Overview

Introduction

The CLAMS Vocabulary defines the type system used in the CLAMS project, notably used for annotating and describing multimedia content in a Multi-Media Interchange Format (MMIF) serialization. It provides:

  • Type Definitions - Pydantic-based models for annotation and document types

  • Runtime Validation - Automatic validation of serialized Annotation objects against type schemas

  • Versioning - Independent versioning of vocabulary types separate from the MMIF specification

  • Machine-Readable - JSON Schema generation and IDE support through Pydantic

Purpose

MMIF is a JSON-LD based format for representing multi-modal annotations on multimedia content.

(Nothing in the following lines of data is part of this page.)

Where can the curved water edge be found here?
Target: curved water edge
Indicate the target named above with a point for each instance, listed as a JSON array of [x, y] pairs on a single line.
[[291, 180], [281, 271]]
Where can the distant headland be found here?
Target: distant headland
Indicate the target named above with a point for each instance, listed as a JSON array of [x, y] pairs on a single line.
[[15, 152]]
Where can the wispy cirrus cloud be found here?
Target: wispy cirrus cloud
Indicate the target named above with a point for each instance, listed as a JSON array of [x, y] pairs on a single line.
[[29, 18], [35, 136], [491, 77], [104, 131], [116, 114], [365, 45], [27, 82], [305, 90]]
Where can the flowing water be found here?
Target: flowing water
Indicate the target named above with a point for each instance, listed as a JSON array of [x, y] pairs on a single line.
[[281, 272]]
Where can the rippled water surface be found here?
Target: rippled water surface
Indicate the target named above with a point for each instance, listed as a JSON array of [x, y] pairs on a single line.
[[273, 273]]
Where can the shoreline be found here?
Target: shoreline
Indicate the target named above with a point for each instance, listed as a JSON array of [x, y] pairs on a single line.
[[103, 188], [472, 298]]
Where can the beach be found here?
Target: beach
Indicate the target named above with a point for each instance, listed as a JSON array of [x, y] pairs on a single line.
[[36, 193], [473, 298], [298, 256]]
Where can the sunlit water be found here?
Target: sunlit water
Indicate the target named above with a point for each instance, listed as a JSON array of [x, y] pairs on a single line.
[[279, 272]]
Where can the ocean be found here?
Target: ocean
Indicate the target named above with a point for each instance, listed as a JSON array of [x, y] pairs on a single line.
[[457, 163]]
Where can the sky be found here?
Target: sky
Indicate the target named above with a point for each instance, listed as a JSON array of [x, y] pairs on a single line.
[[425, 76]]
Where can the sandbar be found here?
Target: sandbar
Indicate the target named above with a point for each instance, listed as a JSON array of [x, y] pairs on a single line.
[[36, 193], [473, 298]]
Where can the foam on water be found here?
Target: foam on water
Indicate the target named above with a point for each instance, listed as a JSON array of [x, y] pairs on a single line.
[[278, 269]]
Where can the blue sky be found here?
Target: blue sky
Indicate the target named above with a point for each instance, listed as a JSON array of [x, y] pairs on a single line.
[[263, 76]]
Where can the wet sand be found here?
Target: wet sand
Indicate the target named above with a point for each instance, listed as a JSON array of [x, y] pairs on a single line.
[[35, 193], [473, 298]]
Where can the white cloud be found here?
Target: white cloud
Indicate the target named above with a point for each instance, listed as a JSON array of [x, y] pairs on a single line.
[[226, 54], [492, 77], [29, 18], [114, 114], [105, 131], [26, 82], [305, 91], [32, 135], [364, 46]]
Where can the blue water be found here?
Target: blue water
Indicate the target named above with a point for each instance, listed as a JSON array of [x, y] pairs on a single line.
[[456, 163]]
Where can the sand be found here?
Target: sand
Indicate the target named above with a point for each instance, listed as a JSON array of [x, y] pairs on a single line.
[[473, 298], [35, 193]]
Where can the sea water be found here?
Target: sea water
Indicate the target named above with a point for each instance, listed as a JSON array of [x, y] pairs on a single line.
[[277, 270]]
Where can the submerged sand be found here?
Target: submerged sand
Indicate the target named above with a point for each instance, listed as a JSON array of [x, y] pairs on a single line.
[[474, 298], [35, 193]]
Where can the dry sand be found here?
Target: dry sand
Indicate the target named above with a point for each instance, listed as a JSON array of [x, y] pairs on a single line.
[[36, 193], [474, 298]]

The CLAMS Vocabulary serves as the controlled vocabulary layer for “Annotation” objects in the MMIF serialization, defining:

  1. Annotation Types - How to represent linguistic, visual, and audio annotations

  2. Document Types - How to represent source documents (text, video, audio, images)

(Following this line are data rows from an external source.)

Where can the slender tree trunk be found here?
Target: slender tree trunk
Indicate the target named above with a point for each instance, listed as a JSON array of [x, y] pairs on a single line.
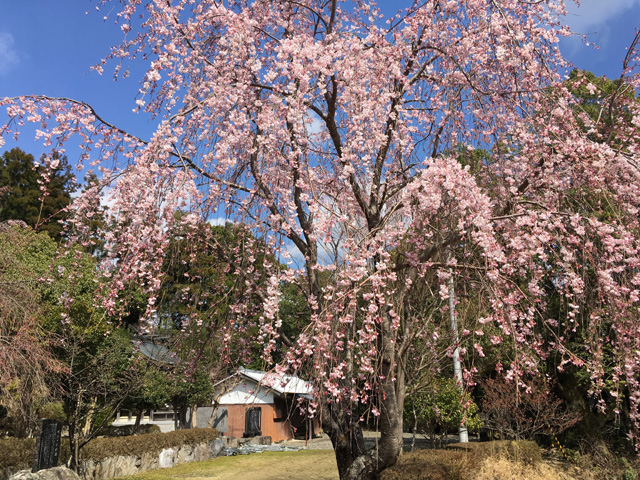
[[212, 417], [136, 426], [194, 416], [463, 435]]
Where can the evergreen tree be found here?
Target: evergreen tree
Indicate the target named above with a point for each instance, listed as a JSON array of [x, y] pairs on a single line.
[[24, 199]]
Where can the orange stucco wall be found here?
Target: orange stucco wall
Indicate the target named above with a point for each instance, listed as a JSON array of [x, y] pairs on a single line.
[[277, 430]]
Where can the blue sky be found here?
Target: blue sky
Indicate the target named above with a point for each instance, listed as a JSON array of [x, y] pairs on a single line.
[[48, 46]]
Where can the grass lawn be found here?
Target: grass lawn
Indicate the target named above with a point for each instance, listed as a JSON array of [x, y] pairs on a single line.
[[302, 465]]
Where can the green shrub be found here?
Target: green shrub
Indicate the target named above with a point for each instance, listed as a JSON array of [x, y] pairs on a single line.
[[17, 453], [140, 444], [126, 430]]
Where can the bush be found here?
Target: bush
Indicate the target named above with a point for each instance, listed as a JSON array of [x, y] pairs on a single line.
[[17, 453], [138, 445], [127, 430], [516, 414], [461, 461]]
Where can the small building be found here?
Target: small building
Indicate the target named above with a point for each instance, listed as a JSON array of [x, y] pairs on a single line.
[[251, 403], [258, 403]]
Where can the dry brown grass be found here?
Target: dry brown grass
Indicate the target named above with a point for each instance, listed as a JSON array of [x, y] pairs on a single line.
[[504, 460]]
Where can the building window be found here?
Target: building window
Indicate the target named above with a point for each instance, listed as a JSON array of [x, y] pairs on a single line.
[[252, 422]]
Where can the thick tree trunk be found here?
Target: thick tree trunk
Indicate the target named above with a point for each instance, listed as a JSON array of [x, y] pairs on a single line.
[[354, 461]]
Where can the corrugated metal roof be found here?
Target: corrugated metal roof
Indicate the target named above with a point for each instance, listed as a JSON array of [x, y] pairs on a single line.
[[278, 383]]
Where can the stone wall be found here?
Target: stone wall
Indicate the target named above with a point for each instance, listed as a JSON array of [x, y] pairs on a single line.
[[169, 457]]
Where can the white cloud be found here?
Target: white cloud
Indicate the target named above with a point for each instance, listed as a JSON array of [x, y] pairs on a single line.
[[8, 54], [593, 15]]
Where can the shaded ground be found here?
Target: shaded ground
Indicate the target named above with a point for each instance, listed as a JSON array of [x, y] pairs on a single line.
[[478, 461], [323, 442], [302, 465]]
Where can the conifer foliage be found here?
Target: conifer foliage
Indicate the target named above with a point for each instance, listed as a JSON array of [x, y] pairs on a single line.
[[334, 133]]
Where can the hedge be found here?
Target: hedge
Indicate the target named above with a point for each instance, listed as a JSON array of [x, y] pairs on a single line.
[[18, 453]]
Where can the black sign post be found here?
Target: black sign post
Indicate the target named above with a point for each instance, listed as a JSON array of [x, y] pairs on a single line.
[[47, 445]]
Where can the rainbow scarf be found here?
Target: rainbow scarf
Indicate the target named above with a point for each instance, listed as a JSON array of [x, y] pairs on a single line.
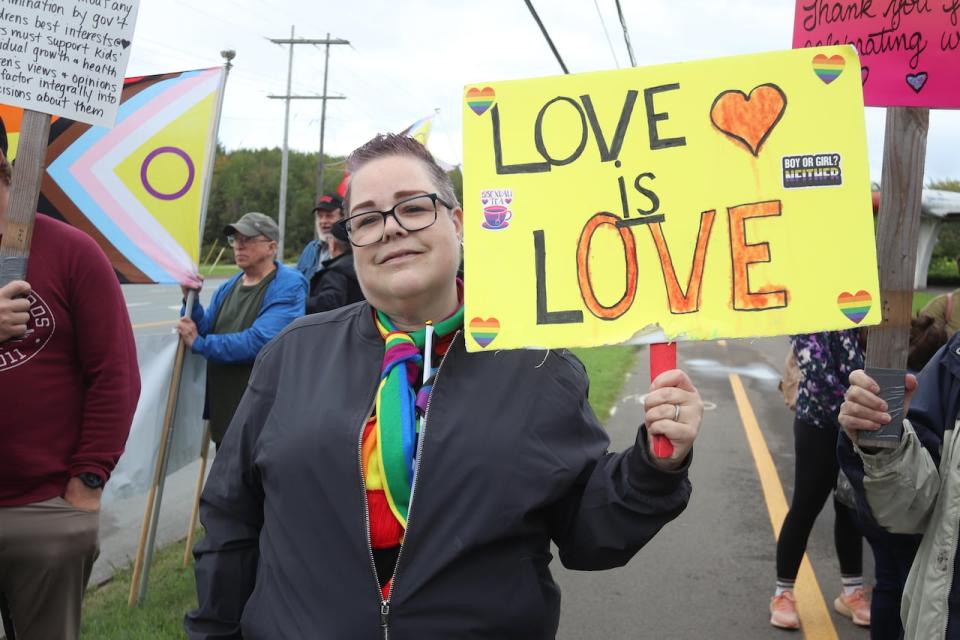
[[399, 410]]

  3. (planned) Controlled Vocabularies - Enumerated value sets for constrained properties

  4. (planned) Task Types - Definitions for processing content analysis tasks (NLP, CV, etc) and their general input/output relationships

Architecture

Pure Python Implementation

Earlier versions of the CLAMS Vocabulary were published as part of the MMIF specification in YAML format. The new implementation (as of 2026) uses pure Python with Pydantic models. Benefits include:

  • Single source of truth for types and validation

  • No separate schema generation step

  • IDE autocomplete and type checking

  • Runtime validation with clear error messages

Versioning Strategy

Each vocabulary type maintains independent versions:

  • Archetype - The current/desired state (human-edited)

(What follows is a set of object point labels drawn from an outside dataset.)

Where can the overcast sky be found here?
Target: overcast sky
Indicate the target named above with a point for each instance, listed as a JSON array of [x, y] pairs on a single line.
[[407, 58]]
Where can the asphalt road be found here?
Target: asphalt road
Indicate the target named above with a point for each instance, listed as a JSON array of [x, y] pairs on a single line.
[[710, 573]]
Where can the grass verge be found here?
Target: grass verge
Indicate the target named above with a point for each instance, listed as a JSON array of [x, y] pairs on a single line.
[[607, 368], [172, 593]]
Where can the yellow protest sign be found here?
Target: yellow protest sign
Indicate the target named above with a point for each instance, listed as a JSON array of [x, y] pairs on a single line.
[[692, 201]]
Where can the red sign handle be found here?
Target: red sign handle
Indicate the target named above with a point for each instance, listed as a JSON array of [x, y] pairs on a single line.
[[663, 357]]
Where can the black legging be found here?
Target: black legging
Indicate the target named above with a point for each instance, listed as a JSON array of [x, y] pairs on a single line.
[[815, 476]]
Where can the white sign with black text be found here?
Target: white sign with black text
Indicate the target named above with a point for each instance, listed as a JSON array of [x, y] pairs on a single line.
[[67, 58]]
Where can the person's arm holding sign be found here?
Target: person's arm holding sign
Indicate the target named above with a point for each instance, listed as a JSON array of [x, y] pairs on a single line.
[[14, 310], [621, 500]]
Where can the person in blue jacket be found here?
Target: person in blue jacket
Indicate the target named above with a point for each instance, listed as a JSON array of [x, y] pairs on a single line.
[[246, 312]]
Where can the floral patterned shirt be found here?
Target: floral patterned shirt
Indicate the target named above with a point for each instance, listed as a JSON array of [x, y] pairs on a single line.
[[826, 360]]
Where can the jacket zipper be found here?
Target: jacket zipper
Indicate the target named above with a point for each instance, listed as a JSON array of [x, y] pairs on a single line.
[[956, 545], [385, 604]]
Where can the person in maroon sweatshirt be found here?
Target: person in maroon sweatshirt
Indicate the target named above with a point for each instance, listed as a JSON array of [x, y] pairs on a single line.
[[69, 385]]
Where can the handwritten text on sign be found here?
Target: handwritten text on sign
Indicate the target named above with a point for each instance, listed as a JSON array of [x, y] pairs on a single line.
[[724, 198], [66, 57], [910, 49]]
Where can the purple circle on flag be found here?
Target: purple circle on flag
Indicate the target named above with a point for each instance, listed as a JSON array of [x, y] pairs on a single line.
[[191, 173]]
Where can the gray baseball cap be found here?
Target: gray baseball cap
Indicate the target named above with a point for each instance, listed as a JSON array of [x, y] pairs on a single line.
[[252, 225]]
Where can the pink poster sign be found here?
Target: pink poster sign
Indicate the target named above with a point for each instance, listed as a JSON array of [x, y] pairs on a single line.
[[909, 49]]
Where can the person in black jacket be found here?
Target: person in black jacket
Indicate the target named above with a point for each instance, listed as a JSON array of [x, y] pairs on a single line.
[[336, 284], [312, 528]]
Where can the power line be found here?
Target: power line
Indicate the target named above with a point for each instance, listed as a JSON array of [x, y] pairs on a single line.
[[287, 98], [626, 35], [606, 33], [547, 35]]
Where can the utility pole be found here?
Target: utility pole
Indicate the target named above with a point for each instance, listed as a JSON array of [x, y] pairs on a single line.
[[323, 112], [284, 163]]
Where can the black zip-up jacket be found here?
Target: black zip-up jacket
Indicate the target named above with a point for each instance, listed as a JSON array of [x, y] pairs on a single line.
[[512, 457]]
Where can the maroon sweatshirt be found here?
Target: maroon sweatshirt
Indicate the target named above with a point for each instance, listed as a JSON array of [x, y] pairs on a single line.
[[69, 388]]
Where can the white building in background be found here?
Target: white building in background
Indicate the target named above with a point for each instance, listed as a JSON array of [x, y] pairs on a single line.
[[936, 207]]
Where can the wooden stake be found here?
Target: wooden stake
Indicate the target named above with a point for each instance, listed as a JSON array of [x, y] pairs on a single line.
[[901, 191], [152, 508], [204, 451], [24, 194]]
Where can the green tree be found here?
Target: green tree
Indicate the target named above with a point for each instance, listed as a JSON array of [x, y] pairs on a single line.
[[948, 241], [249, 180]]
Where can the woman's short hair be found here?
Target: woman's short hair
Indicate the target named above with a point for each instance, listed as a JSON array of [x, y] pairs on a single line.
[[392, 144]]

  • Snapshots - Immutable historical versions (auto-generated)

When a type changes, the build system generates a new version snapshot, ensuring backward compatibility with older MMIF files.

Using the Vocabulary

For detailed usage instructions including import patterns, type resolution, comparison behavior, and property aliases, see the Usage Guide guide.

Integration with mmif-python SDK

The vocabulary integrates with mmif-python for MMIF serialization and deserialization. For integration details and migration guides, see the mmif-python documentation.